Get to know the language and tools that can take your network filtering rules to a whole new level.

Network filtering is probably as old as networks themselves. If you exchange data with the outside world, it's natural to control what's going in and out. If, however, you capture packets for a good reason (like traffic analysis or intrusion detection), filtering those you are not interested in as early as possible is crucial for performance. The first type of filtering is typically done with a firewall. Berkeley Packet Filter (BPF) is what comes to the rescue in the second case.

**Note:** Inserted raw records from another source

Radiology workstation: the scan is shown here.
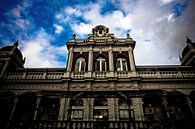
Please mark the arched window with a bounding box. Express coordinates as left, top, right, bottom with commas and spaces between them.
95, 57, 106, 71
118, 98, 133, 120
116, 57, 128, 71
74, 57, 86, 72
93, 98, 109, 121
70, 98, 83, 120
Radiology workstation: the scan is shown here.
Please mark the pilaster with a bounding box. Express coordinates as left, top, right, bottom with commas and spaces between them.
33, 96, 41, 120
108, 98, 116, 121
58, 97, 66, 120
67, 47, 73, 72
131, 98, 144, 120
9, 97, 19, 120
128, 47, 135, 72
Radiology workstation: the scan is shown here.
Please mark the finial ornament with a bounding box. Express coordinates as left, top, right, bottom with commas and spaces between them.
186, 36, 192, 43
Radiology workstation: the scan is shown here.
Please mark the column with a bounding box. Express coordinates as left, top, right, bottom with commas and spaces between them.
186, 96, 195, 118
131, 98, 144, 120
108, 98, 116, 121
89, 98, 94, 121
0, 57, 11, 79
108, 47, 114, 71
9, 97, 19, 120
88, 48, 93, 72
161, 97, 170, 118
58, 97, 65, 120
83, 98, 91, 121
128, 47, 135, 72
67, 47, 73, 72
64, 98, 71, 120
33, 96, 41, 120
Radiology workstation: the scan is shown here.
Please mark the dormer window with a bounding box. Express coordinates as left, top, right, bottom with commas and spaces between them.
75, 57, 86, 72
116, 57, 128, 71
95, 57, 107, 71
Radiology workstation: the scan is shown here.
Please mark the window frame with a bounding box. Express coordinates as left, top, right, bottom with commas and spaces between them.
74, 57, 86, 72
95, 57, 107, 72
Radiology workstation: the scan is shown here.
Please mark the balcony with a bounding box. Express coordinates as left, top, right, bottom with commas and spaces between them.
4, 120, 195, 129
6, 70, 195, 80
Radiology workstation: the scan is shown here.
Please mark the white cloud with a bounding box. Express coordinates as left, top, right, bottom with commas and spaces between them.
20, 29, 67, 67
158, 0, 176, 4
64, 7, 81, 16
54, 24, 64, 34
54, 0, 195, 65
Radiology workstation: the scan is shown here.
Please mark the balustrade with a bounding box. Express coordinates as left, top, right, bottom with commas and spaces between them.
7, 71, 195, 79
6, 120, 194, 129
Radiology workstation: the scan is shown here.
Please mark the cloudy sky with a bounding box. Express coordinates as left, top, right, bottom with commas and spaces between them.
0, 0, 195, 67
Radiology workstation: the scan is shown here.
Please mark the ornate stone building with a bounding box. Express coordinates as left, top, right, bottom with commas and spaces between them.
0, 25, 195, 129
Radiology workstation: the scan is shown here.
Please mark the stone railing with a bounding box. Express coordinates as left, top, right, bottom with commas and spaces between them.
72, 72, 84, 79
4, 120, 194, 129
6, 71, 195, 80
115, 71, 129, 78
93, 71, 107, 78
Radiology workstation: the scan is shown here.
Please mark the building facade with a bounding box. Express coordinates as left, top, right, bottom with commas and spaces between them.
0, 25, 195, 129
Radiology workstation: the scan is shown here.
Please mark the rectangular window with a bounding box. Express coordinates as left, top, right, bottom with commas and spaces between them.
80, 61, 85, 71
116, 60, 121, 71
75, 62, 79, 72
100, 60, 106, 71
119, 109, 129, 120
71, 109, 83, 120
96, 61, 100, 71
122, 60, 127, 71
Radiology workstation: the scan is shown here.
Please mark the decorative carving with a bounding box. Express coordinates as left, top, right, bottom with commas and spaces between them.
92, 25, 109, 37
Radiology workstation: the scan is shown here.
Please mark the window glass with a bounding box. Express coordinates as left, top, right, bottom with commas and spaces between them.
122, 60, 127, 71
94, 109, 109, 121
71, 98, 83, 106
100, 60, 106, 71
95, 57, 106, 71
94, 98, 108, 106
119, 109, 129, 120
71, 109, 83, 120
75, 57, 86, 72
116, 58, 128, 71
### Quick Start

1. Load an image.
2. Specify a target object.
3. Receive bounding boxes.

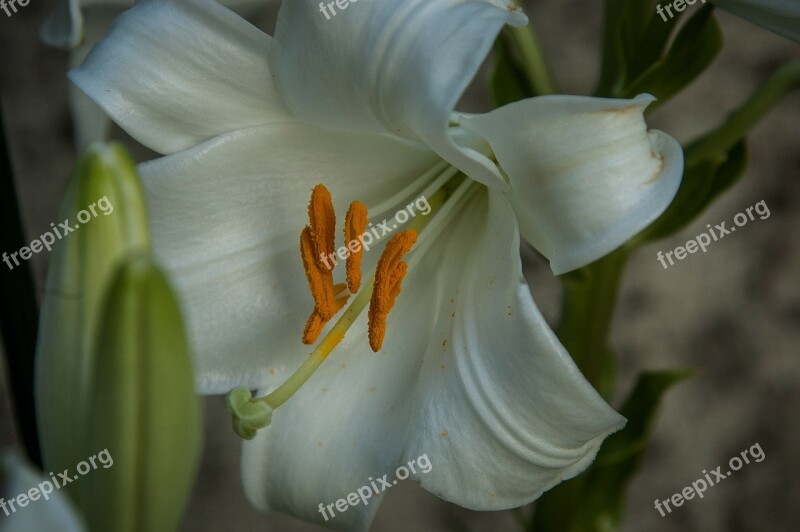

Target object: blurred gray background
[0,0,800,532]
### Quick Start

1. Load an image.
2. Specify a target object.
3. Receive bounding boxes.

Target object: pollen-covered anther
[308,183,336,269]
[344,201,368,294]
[369,229,417,352]
[300,226,338,321]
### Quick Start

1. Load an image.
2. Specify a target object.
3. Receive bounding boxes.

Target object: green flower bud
[81,255,200,532]
[35,144,149,497]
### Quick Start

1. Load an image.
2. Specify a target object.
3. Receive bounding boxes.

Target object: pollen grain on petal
[300,226,336,321]
[369,230,417,352]
[344,201,368,294]
[308,183,336,269]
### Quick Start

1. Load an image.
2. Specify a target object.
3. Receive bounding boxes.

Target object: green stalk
[530,246,630,532]
[510,22,558,96]
[556,247,629,396]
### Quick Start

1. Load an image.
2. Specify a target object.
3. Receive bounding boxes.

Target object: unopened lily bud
[81,255,200,532]
[35,139,150,496]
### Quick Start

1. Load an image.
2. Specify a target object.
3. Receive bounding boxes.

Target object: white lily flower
[713,0,800,42]
[41,0,274,149]
[70,0,682,529]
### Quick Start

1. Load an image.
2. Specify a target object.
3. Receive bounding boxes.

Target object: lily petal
[69,0,287,153]
[270,0,527,187]
[713,0,800,42]
[41,0,264,50]
[140,122,439,393]
[0,449,85,532]
[242,184,624,530]
[462,95,683,274]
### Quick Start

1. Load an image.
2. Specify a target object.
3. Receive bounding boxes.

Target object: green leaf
[36,140,150,495]
[595,0,631,96]
[629,140,748,246]
[489,32,534,107]
[595,0,682,97]
[686,60,800,166]
[581,370,692,531]
[621,4,723,107]
[80,255,200,532]
[628,4,684,80]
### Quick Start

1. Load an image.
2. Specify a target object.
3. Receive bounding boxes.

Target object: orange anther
[300,226,336,321]
[344,201,368,294]
[369,229,417,352]
[308,184,336,269]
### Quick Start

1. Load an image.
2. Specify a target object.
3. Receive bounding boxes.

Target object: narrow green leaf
[628,0,685,80]
[628,140,748,242]
[622,4,723,107]
[35,144,149,502]
[595,0,630,96]
[686,60,800,166]
[81,255,200,532]
[489,32,534,107]
[581,371,692,532]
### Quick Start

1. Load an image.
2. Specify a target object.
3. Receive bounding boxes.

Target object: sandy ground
[0,0,800,532]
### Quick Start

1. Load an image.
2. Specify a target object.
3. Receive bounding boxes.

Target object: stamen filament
[226,175,462,439]
[254,186,447,409]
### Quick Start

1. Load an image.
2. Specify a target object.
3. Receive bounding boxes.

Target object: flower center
[226,167,463,440]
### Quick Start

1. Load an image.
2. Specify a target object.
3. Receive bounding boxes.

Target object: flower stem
[530,246,631,532]
[510,22,558,96]
[556,247,629,397]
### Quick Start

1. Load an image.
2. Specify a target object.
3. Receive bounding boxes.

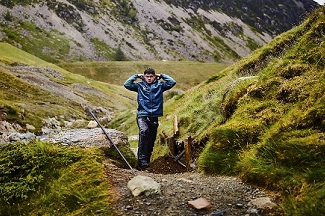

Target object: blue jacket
[124,74,176,117]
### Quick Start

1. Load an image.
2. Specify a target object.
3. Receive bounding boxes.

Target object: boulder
[40,128,129,150]
[127,175,161,197]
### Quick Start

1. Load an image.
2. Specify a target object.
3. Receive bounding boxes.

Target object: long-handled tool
[88,109,133,170]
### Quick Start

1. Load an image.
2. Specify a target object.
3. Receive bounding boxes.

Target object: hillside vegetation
[156,6,325,215]
[0,3,325,215]
[0,43,134,132]
[59,61,229,91]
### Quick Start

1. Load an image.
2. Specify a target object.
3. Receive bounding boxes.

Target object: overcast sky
[314,0,325,5]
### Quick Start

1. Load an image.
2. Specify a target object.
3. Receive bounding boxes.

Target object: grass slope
[0,142,114,215]
[0,43,135,130]
[59,61,229,90]
[161,6,325,215]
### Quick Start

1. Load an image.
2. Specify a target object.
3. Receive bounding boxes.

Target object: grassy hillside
[0,43,135,130]
[161,6,325,215]
[0,142,114,215]
[60,61,229,90]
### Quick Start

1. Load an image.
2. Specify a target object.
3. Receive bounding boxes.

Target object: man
[124,68,176,169]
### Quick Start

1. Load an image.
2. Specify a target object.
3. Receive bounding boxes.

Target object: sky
[314,0,325,5]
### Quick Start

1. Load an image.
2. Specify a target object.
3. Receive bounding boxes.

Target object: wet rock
[248,197,277,209]
[127,175,161,196]
[41,128,129,151]
[87,121,98,128]
[188,197,212,210]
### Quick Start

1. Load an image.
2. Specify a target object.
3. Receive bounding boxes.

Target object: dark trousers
[137,117,158,167]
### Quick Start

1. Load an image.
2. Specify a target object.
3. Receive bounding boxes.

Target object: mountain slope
[0,0,319,62]
[0,43,134,132]
[158,6,325,215]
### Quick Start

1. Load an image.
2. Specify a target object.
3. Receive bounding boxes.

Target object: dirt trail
[106,157,275,216]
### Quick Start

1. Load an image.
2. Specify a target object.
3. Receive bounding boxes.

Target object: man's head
[143,68,156,84]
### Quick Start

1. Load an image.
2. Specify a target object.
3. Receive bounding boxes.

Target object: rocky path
[106,157,275,216]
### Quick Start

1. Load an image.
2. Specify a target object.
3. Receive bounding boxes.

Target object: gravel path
[106,157,274,216]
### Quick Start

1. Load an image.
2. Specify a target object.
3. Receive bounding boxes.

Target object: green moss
[0,142,113,215]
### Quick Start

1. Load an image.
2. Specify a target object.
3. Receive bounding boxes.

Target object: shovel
[88,109,133,170]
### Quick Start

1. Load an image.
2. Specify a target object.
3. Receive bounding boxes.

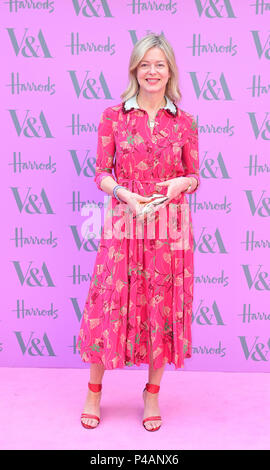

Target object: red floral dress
[77,100,200,369]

Originally, BPF referred to both the capturing technology and its high-performance filtering capabilities. For some Unices (for instance, FreeBSD), this still holds true, and there is a /dev/bpf device from which you can read captured packets. For others, BPF means what it says (the filter), and in this reincarnation, you can find it in various operating systems, including Linux, and with WinPcap and even Microsoft Windows.

BPF filters are programs written in a low-level language similar to assembler (I take a look at that in the last section of this article). These programs are executed by a BPF virtual machine. Most often, this virtual machine resides in the kernel and uses Just-In-Time compilation (JIT) to boost filtering performance. However, user-mode BPF interpreters (useful for debugging purposes or as fallbacks) are available as well—for instance, the one provided with the ubiquitous libpcap library (www.tcpdump.org), the main workhorse behind tcpdump, Wireshark and other popular network tools.

All of this may sound like you need to delve into registers and opcodes just to say you are interested in the packets coming to host 192.168.1.1. Luckily, that's not the case. Of course, if you want (or need) to, you can, but libpcap provides its own high-level filter language that compiles directly to BPF. Largely, this syntax is synonymous with BPF (they are tightly related albeit different things), so I use these terms interchangeably here.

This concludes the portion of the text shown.